Beth Fenton is a commercial litigator who focuses her practice on cases involving business torts, joint venture dissolutions and corporate governance disputes.

Her experience litigating the boundaries of corporate and LLC limited liability has made Beth a sought-out writer and speaker on piercing the corporate and LLC veils and the doctrine’s interplay with the fiduciary duties of officers, directors and members. She also counsels clients regarding business strategy and compliance with respect to creation of special or single purpose entities.

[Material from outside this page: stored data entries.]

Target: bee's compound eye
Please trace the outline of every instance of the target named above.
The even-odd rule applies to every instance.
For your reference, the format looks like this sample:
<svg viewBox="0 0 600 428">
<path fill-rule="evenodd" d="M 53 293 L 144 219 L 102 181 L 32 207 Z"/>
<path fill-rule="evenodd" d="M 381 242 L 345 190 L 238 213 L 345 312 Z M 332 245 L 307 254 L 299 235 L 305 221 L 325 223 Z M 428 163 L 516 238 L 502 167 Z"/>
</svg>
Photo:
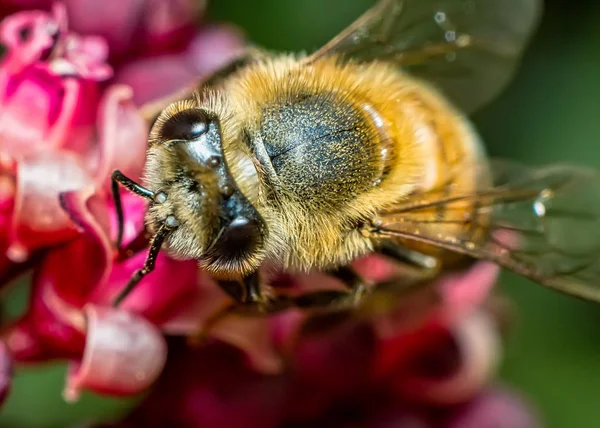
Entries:
<svg viewBox="0 0 600 428">
<path fill-rule="evenodd" d="M 163 124 L 160 134 L 165 140 L 193 141 L 208 131 L 209 118 L 200 109 L 179 111 Z"/>
</svg>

Beth represents businesses of all sizes before federal and state courts as well as government agencies such as the Department of Justice, the Securities and Exchange Commission, the Commodity Futures Trading Commission, and the Federal Trade Commission. She has experience and knowledge handling issues arising under the Sherman Act, the False Claims Act, the Delaware General Corporation Law, the Foreign Corrupt Practices Act, and fair lending issues under a number of different state and federal statutes such as the Equal Credit Opportunity Act, the Home Mortgage Disclosure Act, and the Pennsylvania Unfair Trade Practices and Consumer Protection Law. She has significant experience in the area of electronic discovery as she has used legal project management tools to oversee large document reviews, monitor document preservation and litigation holds, and resolve cross-border e-discovery issues. In addition, Beth has assisted emerging companies, private businesses and nonprofit entities with governance and transactions in the United States and internationally.

Previously, Beth was a partner in the Wilmington, Delaware and Philadelphia, Pennsylvania offices of Reed Smith where she led the commercial litigation group in Wilmington.